A consumer rights advocacy group wants to add a strange label to meats at the grocery store: this product “may contain feces.”
According to Deborah Press, an attorney for the Physicians Committee for Responsible Medicine, the recommendation is tongue-in-cheek. The group represents 12,000 physicians, and it’s mission is to promote plant-based diets and ethical scientific research.
While the statement may be somewhat humorous, PCRM has genuine issues with US Department of Agriculture’s food safety inspection system.
The USDA states they have a “zero tolerance policy for fecal material on meat and poultry.”

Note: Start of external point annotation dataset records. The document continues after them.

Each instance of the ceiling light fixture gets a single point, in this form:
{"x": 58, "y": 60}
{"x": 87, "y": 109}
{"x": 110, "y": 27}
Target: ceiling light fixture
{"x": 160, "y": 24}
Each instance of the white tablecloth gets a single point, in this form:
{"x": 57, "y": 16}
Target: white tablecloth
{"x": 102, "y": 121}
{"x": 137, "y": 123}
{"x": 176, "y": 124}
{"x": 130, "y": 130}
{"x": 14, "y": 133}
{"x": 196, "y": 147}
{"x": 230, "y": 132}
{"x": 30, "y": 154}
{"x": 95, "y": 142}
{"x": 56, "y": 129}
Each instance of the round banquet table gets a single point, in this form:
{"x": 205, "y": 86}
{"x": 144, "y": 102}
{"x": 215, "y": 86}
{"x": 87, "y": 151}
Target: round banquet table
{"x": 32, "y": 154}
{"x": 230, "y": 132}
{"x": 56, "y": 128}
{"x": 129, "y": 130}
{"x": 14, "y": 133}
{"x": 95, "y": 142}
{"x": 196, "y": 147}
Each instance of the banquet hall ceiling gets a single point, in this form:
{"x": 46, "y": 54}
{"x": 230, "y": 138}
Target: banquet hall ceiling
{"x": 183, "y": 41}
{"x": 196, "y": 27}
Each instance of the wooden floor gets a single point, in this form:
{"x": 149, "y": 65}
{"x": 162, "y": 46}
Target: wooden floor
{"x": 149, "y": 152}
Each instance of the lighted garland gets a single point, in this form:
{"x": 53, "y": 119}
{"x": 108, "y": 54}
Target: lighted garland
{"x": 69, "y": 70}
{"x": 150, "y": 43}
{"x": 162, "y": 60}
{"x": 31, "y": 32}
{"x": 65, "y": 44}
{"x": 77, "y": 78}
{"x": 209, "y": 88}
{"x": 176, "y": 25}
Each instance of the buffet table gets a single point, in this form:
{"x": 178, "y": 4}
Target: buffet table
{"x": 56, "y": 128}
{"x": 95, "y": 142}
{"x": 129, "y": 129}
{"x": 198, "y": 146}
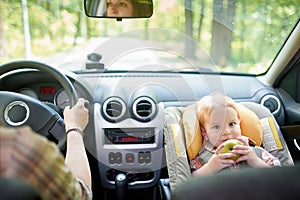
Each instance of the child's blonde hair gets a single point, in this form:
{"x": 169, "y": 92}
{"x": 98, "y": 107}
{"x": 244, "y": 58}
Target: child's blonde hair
{"x": 213, "y": 101}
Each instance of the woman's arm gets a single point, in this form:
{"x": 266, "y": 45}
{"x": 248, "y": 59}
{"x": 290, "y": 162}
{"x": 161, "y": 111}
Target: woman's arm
{"x": 76, "y": 157}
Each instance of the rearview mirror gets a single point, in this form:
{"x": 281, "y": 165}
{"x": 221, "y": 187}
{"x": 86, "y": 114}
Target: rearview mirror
{"x": 118, "y": 8}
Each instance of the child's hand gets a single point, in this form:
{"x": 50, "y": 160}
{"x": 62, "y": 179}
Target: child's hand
{"x": 220, "y": 160}
{"x": 247, "y": 154}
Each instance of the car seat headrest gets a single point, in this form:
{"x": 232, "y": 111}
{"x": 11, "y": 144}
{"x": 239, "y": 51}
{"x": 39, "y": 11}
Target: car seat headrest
{"x": 250, "y": 127}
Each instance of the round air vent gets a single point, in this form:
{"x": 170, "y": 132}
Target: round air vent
{"x": 272, "y": 103}
{"x": 113, "y": 108}
{"x": 144, "y": 108}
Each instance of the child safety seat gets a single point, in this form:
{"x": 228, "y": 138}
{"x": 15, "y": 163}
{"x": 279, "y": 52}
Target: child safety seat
{"x": 183, "y": 138}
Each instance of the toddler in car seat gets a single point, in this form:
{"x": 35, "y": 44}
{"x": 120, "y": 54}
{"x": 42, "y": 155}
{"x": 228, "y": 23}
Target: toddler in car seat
{"x": 220, "y": 121}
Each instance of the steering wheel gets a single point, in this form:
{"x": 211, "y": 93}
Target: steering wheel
{"x": 18, "y": 110}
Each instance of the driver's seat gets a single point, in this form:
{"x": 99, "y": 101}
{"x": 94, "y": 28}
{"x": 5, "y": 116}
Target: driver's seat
{"x": 183, "y": 138}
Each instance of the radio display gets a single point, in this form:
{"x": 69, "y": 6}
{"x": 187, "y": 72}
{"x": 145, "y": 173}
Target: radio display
{"x": 129, "y": 136}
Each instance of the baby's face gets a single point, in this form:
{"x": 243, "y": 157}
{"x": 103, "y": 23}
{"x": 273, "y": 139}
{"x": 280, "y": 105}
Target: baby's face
{"x": 223, "y": 125}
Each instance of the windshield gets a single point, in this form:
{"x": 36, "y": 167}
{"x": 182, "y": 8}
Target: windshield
{"x": 181, "y": 35}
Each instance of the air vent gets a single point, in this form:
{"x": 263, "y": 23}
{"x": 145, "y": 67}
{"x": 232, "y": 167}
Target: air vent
{"x": 113, "y": 109}
{"x": 144, "y": 108}
{"x": 272, "y": 103}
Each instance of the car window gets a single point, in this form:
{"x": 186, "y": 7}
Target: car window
{"x": 181, "y": 35}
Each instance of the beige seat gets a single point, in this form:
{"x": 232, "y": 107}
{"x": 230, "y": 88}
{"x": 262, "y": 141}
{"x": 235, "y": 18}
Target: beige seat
{"x": 183, "y": 139}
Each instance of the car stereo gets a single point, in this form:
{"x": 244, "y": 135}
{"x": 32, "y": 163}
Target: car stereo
{"x": 129, "y": 136}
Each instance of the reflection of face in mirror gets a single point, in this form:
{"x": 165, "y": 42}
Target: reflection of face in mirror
{"x": 119, "y": 8}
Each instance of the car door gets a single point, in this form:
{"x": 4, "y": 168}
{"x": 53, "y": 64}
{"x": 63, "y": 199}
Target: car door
{"x": 288, "y": 87}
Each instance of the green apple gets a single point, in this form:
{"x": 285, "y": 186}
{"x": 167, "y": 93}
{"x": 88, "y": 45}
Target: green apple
{"x": 228, "y": 147}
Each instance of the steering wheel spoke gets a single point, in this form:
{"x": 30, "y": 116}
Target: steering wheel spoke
{"x": 19, "y": 110}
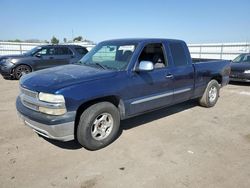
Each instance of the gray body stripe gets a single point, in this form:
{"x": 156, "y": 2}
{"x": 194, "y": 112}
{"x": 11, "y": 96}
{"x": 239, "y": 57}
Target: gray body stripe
{"x": 160, "y": 96}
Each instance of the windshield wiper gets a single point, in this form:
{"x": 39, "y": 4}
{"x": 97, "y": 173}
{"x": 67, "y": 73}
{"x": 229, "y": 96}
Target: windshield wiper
{"x": 103, "y": 67}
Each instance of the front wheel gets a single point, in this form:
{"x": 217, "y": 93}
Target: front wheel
{"x": 98, "y": 126}
{"x": 211, "y": 94}
{"x": 21, "y": 70}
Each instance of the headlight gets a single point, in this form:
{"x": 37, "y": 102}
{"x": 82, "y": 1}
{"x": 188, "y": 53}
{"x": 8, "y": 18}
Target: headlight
{"x": 51, "y": 111}
{"x": 51, "y": 98}
{"x": 247, "y": 71}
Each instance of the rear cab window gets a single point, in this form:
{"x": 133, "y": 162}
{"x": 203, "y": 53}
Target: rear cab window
{"x": 154, "y": 52}
{"x": 63, "y": 51}
{"x": 81, "y": 50}
{"x": 178, "y": 54}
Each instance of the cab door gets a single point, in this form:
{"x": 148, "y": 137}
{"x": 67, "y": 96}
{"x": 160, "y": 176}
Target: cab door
{"x": 151, "y": 89}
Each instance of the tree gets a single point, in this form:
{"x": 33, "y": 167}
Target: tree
{"x": 79, "y": 38}
{"x": 54, "y": 40}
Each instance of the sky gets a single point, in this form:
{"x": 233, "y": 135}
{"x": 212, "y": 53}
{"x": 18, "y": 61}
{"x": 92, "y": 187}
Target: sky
{"x": 195, "y": 21}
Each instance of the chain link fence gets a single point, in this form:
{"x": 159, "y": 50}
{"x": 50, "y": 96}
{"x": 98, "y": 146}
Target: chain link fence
{"x": 202, "y": 51}
{"x": 7, "y": 48}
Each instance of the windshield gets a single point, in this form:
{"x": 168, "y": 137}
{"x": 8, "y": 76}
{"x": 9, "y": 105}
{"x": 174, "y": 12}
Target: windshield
{"x": 243, "y": 58}
{"x": 109, "y": 55}
{"x": 33, "y": 50}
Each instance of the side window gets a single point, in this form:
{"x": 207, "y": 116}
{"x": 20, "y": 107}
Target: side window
{"x": 51, "y": 51}
{"x": 63, "y": 51}
{"x": 154, "y": 53}
{"x": 178, "y": 54}
{"x": 106, "y": 53}
{"x": 81, "y": 50}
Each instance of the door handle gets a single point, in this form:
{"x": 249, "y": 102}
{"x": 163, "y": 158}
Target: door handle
{"x": 169, "y": 76}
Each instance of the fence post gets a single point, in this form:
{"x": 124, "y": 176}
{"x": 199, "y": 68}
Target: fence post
{"x": 21, "y": 51}
{"x": 200, "y": 52}
{"x": 221, "y": 51}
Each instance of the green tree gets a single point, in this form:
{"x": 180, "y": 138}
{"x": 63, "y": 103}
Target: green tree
{"x": 54, "y": 40}
{"x": 79, "y": 38}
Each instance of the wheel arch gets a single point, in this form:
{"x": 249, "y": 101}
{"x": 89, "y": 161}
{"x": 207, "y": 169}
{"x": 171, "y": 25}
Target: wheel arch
{"x": 115, "y": 100}
{"x": 12, "y": 71}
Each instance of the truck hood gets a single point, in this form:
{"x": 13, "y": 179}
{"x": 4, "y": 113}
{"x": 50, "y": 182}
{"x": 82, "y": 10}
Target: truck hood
{"x": 52, "y": 79}
{"x": 240, "y": 66}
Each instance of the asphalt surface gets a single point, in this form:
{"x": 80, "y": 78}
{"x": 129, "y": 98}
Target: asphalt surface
{"x": 182, "y": 146}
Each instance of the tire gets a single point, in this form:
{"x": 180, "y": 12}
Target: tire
{"x": 211, "y": 94}
{"x": 20, "y": 70}
{"x": 98, "y": 126}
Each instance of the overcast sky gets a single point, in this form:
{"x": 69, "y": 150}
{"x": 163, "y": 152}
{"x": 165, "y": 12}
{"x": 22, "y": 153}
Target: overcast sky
{"x": 195, "y": 21}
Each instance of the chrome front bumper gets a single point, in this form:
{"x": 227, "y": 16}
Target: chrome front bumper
{"x": 63, "y": 132}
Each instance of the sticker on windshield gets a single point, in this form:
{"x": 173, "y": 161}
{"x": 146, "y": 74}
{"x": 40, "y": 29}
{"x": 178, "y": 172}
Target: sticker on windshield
{"x": 127, "y": 47}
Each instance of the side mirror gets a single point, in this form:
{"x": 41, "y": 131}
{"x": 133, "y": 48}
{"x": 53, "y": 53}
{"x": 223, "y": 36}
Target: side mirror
{"x": 38, "y": 55}
{"x": 146, "y": 66}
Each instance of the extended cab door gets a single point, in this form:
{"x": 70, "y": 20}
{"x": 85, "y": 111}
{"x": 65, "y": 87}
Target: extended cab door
{"x": 44, "y": 58}
{"x": 151, "y": 89}
{"x": 182, "y": 71}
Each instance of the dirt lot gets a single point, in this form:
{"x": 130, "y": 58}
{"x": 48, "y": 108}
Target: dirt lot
{"x": 182, "y": 146}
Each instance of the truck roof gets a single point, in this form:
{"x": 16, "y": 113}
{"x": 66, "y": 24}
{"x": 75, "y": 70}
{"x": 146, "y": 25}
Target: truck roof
{"x": 60, "y": 45}
{"x": 138, "y": 40}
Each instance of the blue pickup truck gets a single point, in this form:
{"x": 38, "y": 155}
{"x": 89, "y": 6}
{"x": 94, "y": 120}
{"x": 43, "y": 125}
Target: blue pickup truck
{"x": 116, "y": 80}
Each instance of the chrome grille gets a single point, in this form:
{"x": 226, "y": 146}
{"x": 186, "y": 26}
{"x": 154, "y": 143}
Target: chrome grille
{"x": 29, "y": 93}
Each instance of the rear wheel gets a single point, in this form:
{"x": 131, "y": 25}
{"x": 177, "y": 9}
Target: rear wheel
{"x": 21, "y": 70}
{"x": 211, "y": 94}
{"x": 98, "y": 126}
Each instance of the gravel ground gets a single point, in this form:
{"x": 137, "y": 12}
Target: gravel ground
{"x": 182, "y": 146}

The USDA revealed its inspection process. They send inspectors to facilities and examine “statistically valid sample of carcasses randomly selected throughout the production shift.”

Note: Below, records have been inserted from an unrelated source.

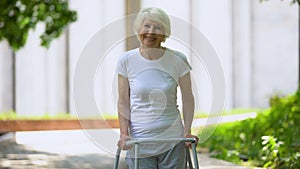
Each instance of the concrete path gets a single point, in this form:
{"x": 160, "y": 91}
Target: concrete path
{"x": 73, "y": 150}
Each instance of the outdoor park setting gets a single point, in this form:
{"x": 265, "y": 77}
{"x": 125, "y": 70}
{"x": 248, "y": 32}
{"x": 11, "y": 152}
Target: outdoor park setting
{"x": 59, "y": 87}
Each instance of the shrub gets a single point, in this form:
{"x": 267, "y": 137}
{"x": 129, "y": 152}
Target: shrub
{"x": 271, "y": 140}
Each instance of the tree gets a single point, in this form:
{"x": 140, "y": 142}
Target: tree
{"x": 18, "y": 17}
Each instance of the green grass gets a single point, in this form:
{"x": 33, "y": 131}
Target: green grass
{"x": 226, "y": 112}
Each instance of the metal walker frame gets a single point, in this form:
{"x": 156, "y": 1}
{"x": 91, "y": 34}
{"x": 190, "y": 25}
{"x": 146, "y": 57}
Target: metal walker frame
{"x": 137, "y": 142}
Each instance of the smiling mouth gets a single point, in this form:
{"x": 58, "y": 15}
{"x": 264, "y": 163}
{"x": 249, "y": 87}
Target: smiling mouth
{"x": 149, "y": 37}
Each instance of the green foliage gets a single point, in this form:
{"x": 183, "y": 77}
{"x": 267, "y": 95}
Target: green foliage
{"x": 18, "y": 17}
{"x": 271, "y": 140}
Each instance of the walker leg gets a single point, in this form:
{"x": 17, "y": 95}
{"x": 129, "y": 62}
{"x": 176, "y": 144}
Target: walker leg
{"x": 195, "y": 155}
{"x": 136, "y": 156}
{"x": 188, "y": 158}
{"x": 117, "y": 158}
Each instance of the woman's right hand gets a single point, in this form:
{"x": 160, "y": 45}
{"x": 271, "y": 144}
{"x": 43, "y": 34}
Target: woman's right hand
{"x": 122, "y": 142}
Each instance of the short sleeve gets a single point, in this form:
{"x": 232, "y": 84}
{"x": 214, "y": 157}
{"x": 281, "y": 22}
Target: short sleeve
{"x": 184, "y": 66}
{"x": 122, "y": 66}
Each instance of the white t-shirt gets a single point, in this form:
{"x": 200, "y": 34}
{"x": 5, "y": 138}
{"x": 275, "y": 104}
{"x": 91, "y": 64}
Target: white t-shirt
{"x": 153, "y": 94}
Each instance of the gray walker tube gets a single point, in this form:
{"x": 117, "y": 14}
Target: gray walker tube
{"x": 137, "y": 142}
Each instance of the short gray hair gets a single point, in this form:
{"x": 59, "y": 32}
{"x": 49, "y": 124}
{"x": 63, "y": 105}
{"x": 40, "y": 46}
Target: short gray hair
{"x": 154, "y": 14}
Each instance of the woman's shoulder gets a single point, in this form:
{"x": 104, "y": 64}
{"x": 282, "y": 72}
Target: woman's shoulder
{"x": 126, "y": 55}
{"x": 129, "y": 53}
{"x": 178, "y": 54}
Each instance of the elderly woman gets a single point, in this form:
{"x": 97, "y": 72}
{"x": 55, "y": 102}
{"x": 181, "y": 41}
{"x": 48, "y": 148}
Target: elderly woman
{"x": 148, "y": 78}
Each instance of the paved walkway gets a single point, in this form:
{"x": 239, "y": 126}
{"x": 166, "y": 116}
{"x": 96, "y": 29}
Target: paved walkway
{"x": 72, "y": 150}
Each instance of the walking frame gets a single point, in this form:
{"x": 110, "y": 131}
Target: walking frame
{"x": 137, "y": 142}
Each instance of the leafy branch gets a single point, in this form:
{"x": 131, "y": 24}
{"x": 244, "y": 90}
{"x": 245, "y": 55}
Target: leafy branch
{"x": 18, "y": 17}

If fecal material is found on an animal carcass, the contaminated meat is not allowed to enter the food supply. If inspectors observe continuous infractions, the FSIS uses “progressive enforcement actions” against the meat company.
Press doesn’t believe the USDA’s current inspection policy is good enough. She states it only applies to fecal matter that’s “visible” on the production line, and that inspectors are not always careful when they inspect meat.

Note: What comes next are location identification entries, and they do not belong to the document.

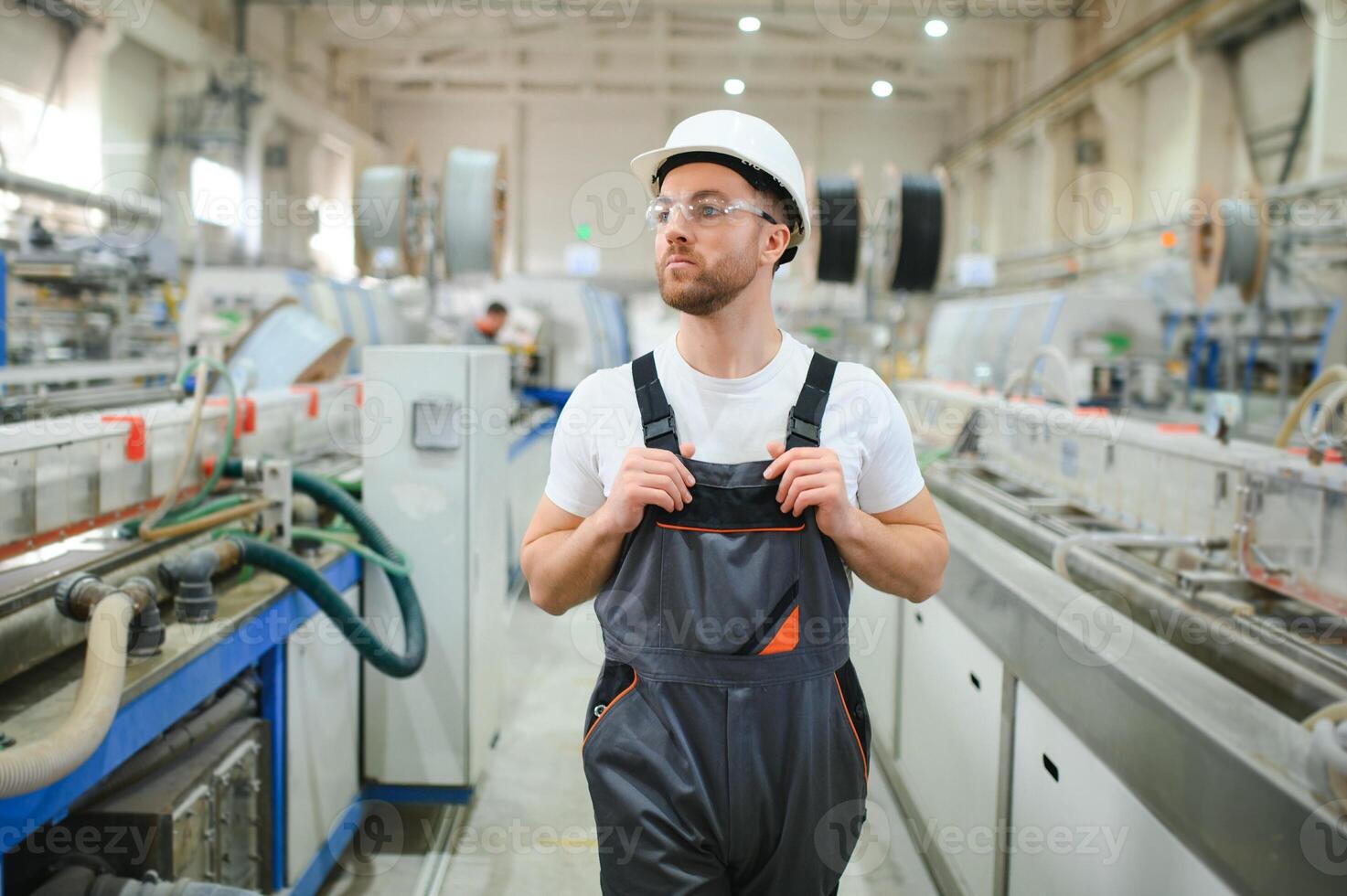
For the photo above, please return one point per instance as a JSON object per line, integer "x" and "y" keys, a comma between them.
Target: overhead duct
{"x": 1227, "y": 245}
{"x": 473, "y": 212}
{"x": 388, "y": 218}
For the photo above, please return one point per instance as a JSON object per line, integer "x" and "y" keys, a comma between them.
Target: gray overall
{"x": 726, "y": 742}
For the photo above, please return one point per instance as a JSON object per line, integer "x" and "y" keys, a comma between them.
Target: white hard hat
{"x": 743, "y": 138}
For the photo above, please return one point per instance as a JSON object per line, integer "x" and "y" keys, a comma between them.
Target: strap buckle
{"x": 655, "y": 429}
{"x": 802, "y": 429}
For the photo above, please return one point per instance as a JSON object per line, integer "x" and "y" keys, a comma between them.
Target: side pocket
{"x": 853, "y": 704}
{"x": 615, "y": 683}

Recently, PCRM filed a lawsuit to try to make the USDA take notice of the issue.
Despite the group’s questions, the government isn’t giving then straight answers about food inspection procedures.
The PCRM tested chicken products sold in supermarkets, and they found that 48% of the products tested positive for fecal contamination. The petition also stated that “more than half of the packages of raw ground meat and patties tested positive for fecal bacteria.”
The USDA hasn’t responded to the petition.
PCRM’s lawsuit accuses the USDA of violating the Freedom of Information Act because they refused to respond to the request about fecal contamination rates. Federal law requires that agencies respond to FOIA requests within 20 days.
Press said going to court will be difficult, but she remains positive..
“‘The Jungle’ came out in 1904,” she said. “At that time, there was no federal oversight” of food manufacturing. Theodore Roosevelt demanded action in the meat industry after reading a novel.
In 1906, Congress passes the Meat Inspection Act and Pure Food and Drug Act. Press is hopes that PCRM can push for improvements in food safety.